State health law implementation: Race to the starting line
12/12/12 Chicago, IL
Please join the Chicago chapter of the Association of Health Care Journalists for a special event on Wednesday, Dec. 12.
This panel discussion is sponsored by AHCJ, the Alliance for Health Reform and the Robert Wood Johnson Foundation.
Moderator: Ed Howard, executive vice president of the Alliance for Health Reform, a nonpartisan, nonprofit health policy group in Washington, D.C.
Bruce Japsen, Forbes
Cristal Thomas, deputy governor, office of Illinois Gov. Pat Quinn
Sabrina Corlette, research professor and project director at the Health Policy Institute at Georgetown University
David DiLoreto, M.D., chief clinical operations and innovation officer, Presence Health
Time: 6 p.m. refreshments; 6:30 p.m. program
Location: Columbia College Journalism Department
33 East Congress, Room 219 (southwest corner of Wabash and Congress, under the L tracks)
Less than a year from now, states must be ready to enroll millions of people in insurance exchanges, as outlined in the 2010 health care overhaul law. Or, the federal government will step in to do the job, or part of it. States also have the option of opening their Medicaid programs to millions of new participants. But that's not much time, considering their long to-do lists.
At least half a dozen Republican governors had delayed implementation efforts in hopes that the Supreme Court would rule the law unconstitutional, or that Gov. Mitt Romney would win the November election and repeal the law. Neither happened, but even if they decide now to run their own exchanges, it will be difficult for those states _ and some others _ to be ready in time, say health care experts. Illinois is seeking federal help with its exchange in 2014, but is aiming to operate its own after that.

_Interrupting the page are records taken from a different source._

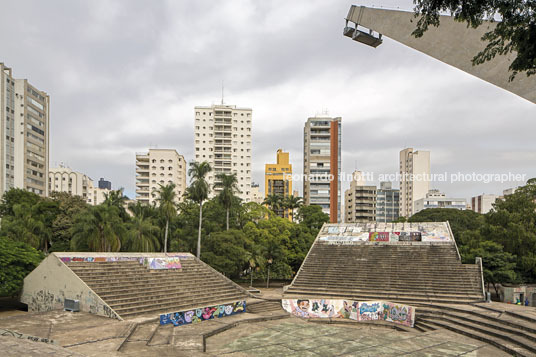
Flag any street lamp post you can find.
[266,258,272,289]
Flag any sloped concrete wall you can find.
[346,5,536,103]
[21,253,121,319]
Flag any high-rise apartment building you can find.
[136,149,186,204]
[48,165,110,206]
[99,177,112,190]
[344,171,377,223]
[471,194,499,214]
[376,182,400,223]
[415,189,467,213]
[0,63,50,196]
[251,182,264,204]
[194,104,252,202]
[400,148,430,217]
[264,149,292,219]
[303,116,341,223]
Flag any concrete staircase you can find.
[284,240,484,305]
[67,257,249,319]
[415,305,536,356]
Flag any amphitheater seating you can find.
[285,239,484,304]
[67,257,248,319]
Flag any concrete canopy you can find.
[346,5,536,103]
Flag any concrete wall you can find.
[347,6,536,103]
[21,253,121,319]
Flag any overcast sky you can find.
[0,0,536,198]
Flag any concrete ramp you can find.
[346,5,536,103]
[21,253,249,319]
[284,223,484,304]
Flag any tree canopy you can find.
[413,0,536,80]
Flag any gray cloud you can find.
[0,0,536,197]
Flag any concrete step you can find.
[112,294,246,318]
[289,283,482,297]
[99,285,239,304]
[420,315,534,357]
[283,287,484,305]
[109,291,243,310]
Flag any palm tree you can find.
[187,161,212,259]
[126,201,160,252]
[156,183,177,253]
[262,195,283,212]
[71,205,125,252]
[103,187,128,222]
[283,195,303,222]
[214,173,240,230]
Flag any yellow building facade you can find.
[264,149,292,219]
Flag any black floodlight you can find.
[352,28,383,48]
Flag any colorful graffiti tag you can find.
[282,299,415,327]
[160,300,246,326]
[319,222,452,244]
[147,257,181,269]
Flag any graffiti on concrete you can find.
[160,300,246,326]
[102,305,118,319]
[282,299,415,327]
[147,257,181,269]
[0,328,56,345]
[319,222,452,245]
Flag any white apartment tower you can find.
[136,149,186,205]
[0,62,50,196]
[194,104,252,202]
[400,148,430,217]
[48,165,110,206]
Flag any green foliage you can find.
[461,241,518,294]
[71,205,126,252]
[298,205,329,231]
[409,179,536,286]
[0,237,43,296]
[413,0,536,80]
[408,208,484,238]
[214,173,240,230]
[124,201,160,252]
[50,192,88,252]
[202,229,252,278]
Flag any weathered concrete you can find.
[347,5,536,103]
[21,253,119,318]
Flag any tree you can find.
[0,203,52,253]
[214,173,240,230]
[0,188,43,217]
[203,229,252,278]
[298,205,329,231]
[103,187,129,218]
[71,204,125,252]
[125,201,160,252]
[50,192,89,252]
[187,161,212,259]
[466,241,518,296]
[413,0,536,80]
[0,237,44,296]
[283,195,303,222]
[156,183,177,253]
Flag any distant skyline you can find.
[0,0,536,198]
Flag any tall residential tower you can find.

States had to notify Washington by Nov. 16 whether they intended to run their own exchanges in 2014 and must submit plans on how they plan to do so by Dec. 14. By Jan. 1, they must convince the Department of Health and Human Services that they are on track to be able to do it in time. At the same time, insurance companies are scrambling to create new health plan products to sell on the exchanges, but industry leaders complain they don't have the necessary guidance and that time is running out.
What information do the states still need from the federal government about how the federal and partnership exchanges will work? How much latitude will the states have to handle eligibility for Medicaid and to make sure that people transitioning between Medicaid and subsidized private insurance in the exchanges won't have gaps in coverage? Can the federal government be ready with its own back-up exchanges? Will insurers be ready in time?
This briefing will help you answer these questions for your readers, viewers and listeners.
Please RSVP to Carla K. Johnson.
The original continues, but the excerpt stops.